También conocida como “avellana de la bruja”, la planta de hamamelis es oriunda de los Estados Unidos, pero actualmente se consigue en todo el mundo. Tiene una gran cantidad de taninos y flavonoides, lo que estimula la circulación en la piel, sus hojas y corteza se utilizan con fines medicinales para producir un extracto hemostático indicado contra hemorroides, várices, flebitis e incluso para el dolor de piernas por la falta de la circulación. También es sedante, antidiarreico y astringente. Fue ampliamente utilizado por los indios norteamericanos, y actualmente es un componente de una variedad de productos para la salud comercial, especialmente para tratar las hemorroides.

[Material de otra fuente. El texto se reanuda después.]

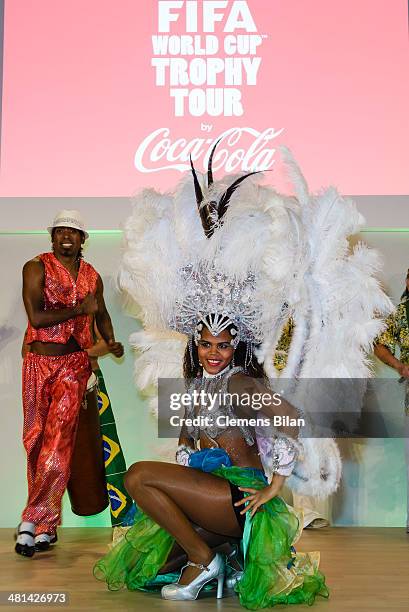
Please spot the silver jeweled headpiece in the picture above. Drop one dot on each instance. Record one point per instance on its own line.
(210, 297)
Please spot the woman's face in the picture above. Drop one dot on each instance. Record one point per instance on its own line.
(215, 352)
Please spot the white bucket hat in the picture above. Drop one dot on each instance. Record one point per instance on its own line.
(68, 218)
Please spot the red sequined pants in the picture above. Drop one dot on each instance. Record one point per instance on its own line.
(53, 389)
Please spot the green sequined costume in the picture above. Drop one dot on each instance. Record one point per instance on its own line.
(273, 573)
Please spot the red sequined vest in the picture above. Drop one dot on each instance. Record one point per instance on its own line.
(62, 291)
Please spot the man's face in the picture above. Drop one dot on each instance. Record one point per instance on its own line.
(67, 241)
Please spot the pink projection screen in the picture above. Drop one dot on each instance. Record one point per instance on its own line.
(101, 98)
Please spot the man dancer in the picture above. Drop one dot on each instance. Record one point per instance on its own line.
(60, 292)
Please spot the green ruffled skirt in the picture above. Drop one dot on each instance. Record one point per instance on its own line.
(273, 572)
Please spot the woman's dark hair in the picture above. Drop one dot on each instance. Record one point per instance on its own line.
(191, 367)
(80, 253)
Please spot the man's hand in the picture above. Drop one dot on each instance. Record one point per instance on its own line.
(89, 305)
(403, 370)
(115, 348)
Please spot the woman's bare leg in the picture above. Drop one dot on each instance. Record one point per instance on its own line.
(173, 495)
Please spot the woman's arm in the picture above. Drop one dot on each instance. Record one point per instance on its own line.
(255, 397)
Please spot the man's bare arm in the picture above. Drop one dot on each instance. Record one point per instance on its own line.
(33, 297)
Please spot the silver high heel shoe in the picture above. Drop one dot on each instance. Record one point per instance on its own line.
(215, 570)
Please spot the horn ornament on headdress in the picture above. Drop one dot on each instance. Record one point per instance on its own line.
(212, 213)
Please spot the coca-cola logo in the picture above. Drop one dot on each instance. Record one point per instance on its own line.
(240, 149)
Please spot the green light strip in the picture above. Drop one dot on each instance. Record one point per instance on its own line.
(38, 232)
(120, 232)
(385, 229)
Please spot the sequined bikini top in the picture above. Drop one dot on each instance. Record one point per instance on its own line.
(208, 407)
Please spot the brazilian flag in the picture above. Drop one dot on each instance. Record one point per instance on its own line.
(121, 505)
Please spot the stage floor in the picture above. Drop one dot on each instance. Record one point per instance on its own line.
(366, 569)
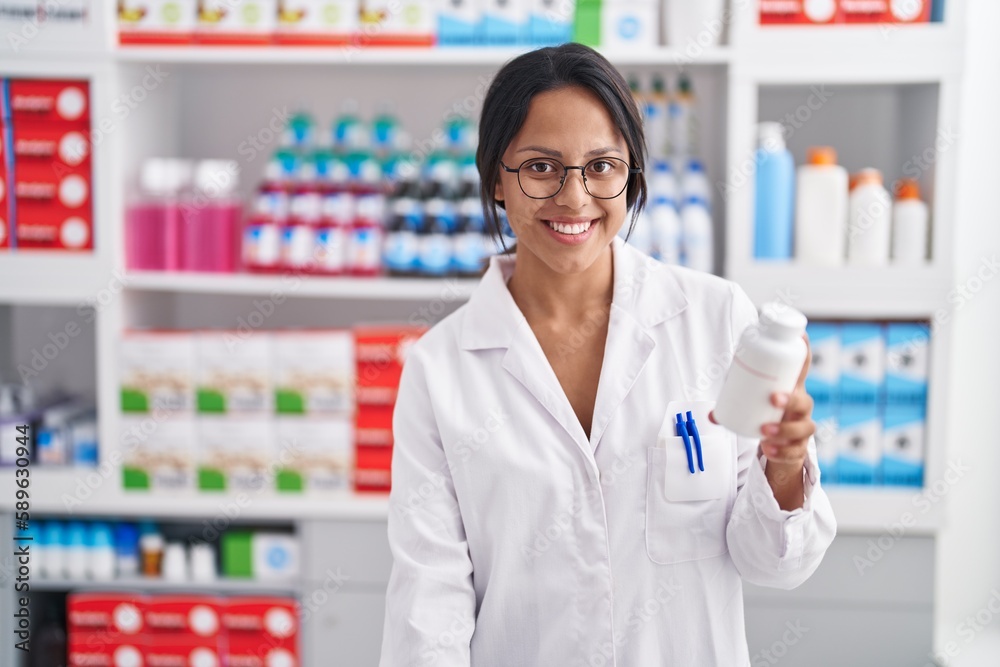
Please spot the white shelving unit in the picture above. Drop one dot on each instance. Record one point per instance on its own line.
(212, 98)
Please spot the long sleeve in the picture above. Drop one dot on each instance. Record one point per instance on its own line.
(771, 546)
(430, 602)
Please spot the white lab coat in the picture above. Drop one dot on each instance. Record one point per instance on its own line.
(518, 541)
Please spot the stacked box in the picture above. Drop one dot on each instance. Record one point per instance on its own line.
(380, 353)
(52, 176)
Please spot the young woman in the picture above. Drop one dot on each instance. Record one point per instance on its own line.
(541, 511)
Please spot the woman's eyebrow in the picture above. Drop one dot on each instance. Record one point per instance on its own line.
(555, 153)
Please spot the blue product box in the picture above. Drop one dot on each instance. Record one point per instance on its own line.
(460, 22)
(825, 416)
(550, 22)
(505, 22)
(862, 362)
(903, 438)
(906, 362)
(823, 380)
(859, 444)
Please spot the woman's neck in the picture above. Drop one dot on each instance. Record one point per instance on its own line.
(543, 294)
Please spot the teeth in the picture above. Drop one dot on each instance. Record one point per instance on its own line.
(573, 230)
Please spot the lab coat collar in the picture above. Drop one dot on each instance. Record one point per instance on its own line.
(644, 289)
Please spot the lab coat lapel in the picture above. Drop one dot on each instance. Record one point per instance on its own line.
(645, 294)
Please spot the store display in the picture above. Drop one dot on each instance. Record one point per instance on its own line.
(910, 225)
(774, 196)
(47, 165)
(768, 359)
(821, 196)
(869, 384)
(870, 216)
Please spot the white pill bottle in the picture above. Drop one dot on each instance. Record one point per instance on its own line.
(769, 358)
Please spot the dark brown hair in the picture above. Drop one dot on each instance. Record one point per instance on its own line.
(506, 108)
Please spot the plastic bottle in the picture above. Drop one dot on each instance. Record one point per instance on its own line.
(697, 241)
(774, 196)
(212, 221)
(695, 182)
(101, 564)
(868, 235)
(657, 107)
(153, 216)
(666, 230)
(77, 549)
(681, 121)
(910, 225)
(687, 22)
(768, 359)
(821, 209)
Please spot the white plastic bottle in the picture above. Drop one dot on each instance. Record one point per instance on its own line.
(821, 209)
(696, 235)
(769, 358)
(870, 220)
(665, 224)
(909, 225)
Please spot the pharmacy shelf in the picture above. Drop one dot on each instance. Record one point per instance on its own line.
(854, 292)
(417, 56)
(151, 585)
(877, 510)
(382, 288)
(54, 278)
(86, 492)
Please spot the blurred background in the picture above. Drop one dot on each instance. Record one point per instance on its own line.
(222, 222)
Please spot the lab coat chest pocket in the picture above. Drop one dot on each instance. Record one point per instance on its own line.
(687, 513)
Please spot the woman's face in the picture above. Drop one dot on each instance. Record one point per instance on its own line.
(571, 125)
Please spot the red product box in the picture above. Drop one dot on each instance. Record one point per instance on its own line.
(885, 11)
(799, 12)
(194, 615)
(182, 650)
(373, 425)
(98, 651)
(49, 101)
(51, 144)
(114, 614)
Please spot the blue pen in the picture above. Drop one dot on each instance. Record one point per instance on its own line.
(682, 431)
(693, 431)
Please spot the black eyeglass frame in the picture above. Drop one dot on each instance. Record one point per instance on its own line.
(562, 181)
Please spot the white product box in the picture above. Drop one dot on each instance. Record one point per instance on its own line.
(156, 371)
(158, 455)
(903, 445)
(629, 23)
(236, 454)
(317, 455)
(234, 373)
(314, 372)
(859, 444)
(862, 354)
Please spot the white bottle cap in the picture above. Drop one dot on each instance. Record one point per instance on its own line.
(782, 321)
(771, 137)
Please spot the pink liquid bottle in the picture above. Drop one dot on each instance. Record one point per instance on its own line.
(153, 216)
(212, 219)
(263, 233)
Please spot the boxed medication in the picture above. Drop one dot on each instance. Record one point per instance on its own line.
(321, 454)
(156, 371)
(859, 444)
(234, 373)
(236, 454)
(862, 354)
(906, 362)
(314, 372)
(903, 439)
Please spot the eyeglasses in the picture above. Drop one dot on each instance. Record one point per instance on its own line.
(603, 177)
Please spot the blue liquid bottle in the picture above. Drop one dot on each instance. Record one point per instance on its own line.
(775, 195)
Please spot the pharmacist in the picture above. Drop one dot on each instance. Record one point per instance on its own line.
(532, 522)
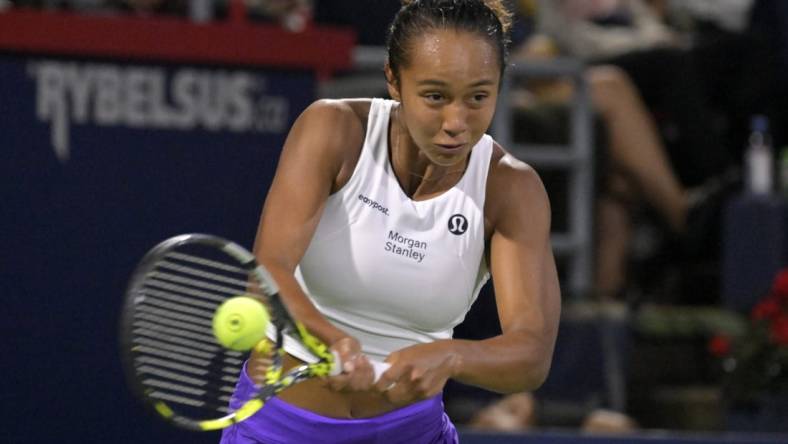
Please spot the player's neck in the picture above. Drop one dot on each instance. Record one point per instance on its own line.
(419, 177)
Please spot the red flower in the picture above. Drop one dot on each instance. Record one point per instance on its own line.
(719, 346)
(768, 308)
(780, 285)
(779, 330)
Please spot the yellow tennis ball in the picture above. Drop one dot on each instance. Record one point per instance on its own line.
(240, 323)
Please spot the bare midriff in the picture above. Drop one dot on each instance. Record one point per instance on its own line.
(314, 395)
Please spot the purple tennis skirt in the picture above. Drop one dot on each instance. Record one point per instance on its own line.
(278, 422)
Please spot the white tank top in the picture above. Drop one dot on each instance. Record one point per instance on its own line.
(391, 271)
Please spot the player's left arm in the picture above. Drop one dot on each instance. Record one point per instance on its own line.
(527, 296)
(525, 280)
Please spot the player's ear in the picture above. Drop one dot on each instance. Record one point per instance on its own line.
(391, 83)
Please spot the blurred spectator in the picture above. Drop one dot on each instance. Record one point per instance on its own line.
(630, 35)
(634, 167)
(293, 15)
(598, 29)
(511, 413)
(370, 19)
(607, 422)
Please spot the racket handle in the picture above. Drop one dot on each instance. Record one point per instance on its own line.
(377, 366)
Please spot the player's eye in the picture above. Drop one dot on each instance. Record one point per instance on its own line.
(433, 97)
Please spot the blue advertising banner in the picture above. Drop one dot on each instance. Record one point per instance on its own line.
(101, 161)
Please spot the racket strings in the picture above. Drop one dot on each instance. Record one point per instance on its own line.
(175, 354)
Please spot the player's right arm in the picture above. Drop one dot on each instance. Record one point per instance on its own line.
(318, 156)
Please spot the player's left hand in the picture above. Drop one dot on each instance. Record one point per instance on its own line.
(418, 372)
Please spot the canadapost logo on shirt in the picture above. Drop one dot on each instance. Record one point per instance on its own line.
(373, 204)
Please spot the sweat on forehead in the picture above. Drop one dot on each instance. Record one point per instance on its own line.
(487, 19)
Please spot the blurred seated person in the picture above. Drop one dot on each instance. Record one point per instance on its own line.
(634, 168)
(519, 412)
(631, 35)
(511, 413)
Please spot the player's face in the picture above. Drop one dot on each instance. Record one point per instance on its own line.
(448, 93)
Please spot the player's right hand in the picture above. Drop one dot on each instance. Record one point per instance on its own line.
(357, 372)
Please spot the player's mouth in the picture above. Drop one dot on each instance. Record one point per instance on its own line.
(450, 146)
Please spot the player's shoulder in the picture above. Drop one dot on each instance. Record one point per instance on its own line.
(513, 187)
(508, 173)
(337, 115)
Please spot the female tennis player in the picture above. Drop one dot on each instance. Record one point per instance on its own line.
(383, 221)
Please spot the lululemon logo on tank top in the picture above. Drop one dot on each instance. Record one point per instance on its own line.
(458, 224)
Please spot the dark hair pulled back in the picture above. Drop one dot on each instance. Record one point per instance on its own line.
(487, 18)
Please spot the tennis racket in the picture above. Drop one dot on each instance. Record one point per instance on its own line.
(171, 357)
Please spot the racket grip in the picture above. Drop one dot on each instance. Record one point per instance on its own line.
(377, 366)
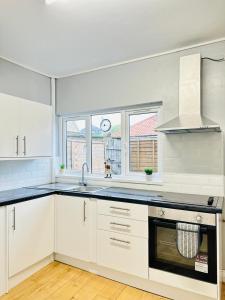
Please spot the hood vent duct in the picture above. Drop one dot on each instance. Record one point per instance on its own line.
(189, 118)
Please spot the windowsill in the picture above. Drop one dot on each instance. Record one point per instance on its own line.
(128, 179)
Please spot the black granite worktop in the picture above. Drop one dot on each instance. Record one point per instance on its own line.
(162, 199)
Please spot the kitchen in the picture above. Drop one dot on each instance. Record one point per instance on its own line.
(111, 169)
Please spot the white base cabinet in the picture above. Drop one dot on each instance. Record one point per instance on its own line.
(72, 227)
(122, 237)
(123, 253)
(30, 233)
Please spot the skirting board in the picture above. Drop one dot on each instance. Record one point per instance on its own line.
(16, 279)
(143, 284)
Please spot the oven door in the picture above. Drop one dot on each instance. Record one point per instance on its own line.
(163, 253)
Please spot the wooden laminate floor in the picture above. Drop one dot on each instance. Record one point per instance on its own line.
(62, 282)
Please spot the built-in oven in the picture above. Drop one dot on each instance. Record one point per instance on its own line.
(163, 249)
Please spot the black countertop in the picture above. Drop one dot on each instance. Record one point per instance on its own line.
(153, 198)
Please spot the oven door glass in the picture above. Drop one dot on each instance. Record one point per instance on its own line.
(163, 253)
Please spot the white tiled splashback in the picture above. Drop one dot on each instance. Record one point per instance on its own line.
(15, 174)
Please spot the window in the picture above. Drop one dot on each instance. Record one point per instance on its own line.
(76, 144)
(106, 142)
(143, 142)
(126, 139)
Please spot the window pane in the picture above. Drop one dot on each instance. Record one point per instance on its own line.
(143, 145)
(106, 142)
(76, 145)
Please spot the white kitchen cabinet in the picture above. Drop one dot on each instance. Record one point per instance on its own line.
(9, 126)
(123, 253)
(72, 227)
(25, 128)
(123, 210)
(122, 237)
(30, 232)
(3, 253)
(35, 129)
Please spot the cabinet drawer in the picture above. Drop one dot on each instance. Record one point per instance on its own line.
(122, 225)
(123, 253)
(123, 209)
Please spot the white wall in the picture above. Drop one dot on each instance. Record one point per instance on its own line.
(15, 174)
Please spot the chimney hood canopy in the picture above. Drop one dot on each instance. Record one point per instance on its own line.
(189, 118)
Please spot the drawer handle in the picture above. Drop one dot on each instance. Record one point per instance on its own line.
(118, 224)
(120, 241)
(120, 208)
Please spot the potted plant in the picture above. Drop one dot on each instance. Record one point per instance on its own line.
(62, 168)
(148, 173)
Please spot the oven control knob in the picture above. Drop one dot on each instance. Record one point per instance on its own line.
(199, 219)
(161, 213)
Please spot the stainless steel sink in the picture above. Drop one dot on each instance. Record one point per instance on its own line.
(88, 189)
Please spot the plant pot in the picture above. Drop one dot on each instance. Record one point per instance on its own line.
(148, 177)
(61, 171)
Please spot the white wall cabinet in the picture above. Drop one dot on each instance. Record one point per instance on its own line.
(30, 233)
(72, 227)
(25, 128)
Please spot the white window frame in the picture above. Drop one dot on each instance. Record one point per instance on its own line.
(122, 138)
(64, 137)
(129, 173)
(125, 151)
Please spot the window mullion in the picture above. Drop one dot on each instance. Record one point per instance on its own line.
(88, 155)
(123, 143)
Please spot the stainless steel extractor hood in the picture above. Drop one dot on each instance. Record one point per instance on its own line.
(190, 118)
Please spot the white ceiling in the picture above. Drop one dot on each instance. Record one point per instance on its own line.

Se utiliza principalmente externamente sobre úlceras, contusiones e hinchazón. En una solución hidrosoluble, se utiliza en el cuidado de la piel, como un remedio natural para la psoriasis, el eccema, aplicaciones para después del afeitado, uñas encarnadas, para evitar la sudoración de la cara, grietas o ampollas de la piel, para el tratamiento de picaduras de insectos o veneno de hiedra, y como un tratamiento para las venas varicosas y hemorroides. Se recomienda a las mujeres para reducir la hinchazón y aliviar las heridas resultantes de parto. Se toma en forma de infusión y en compresas para contusiones o quemaduras. Para tratar otras dolencias como las várices, se bebe una infusión de 4 g de hojas secas por taza de agua caliente y se toman 2 tazas a diario.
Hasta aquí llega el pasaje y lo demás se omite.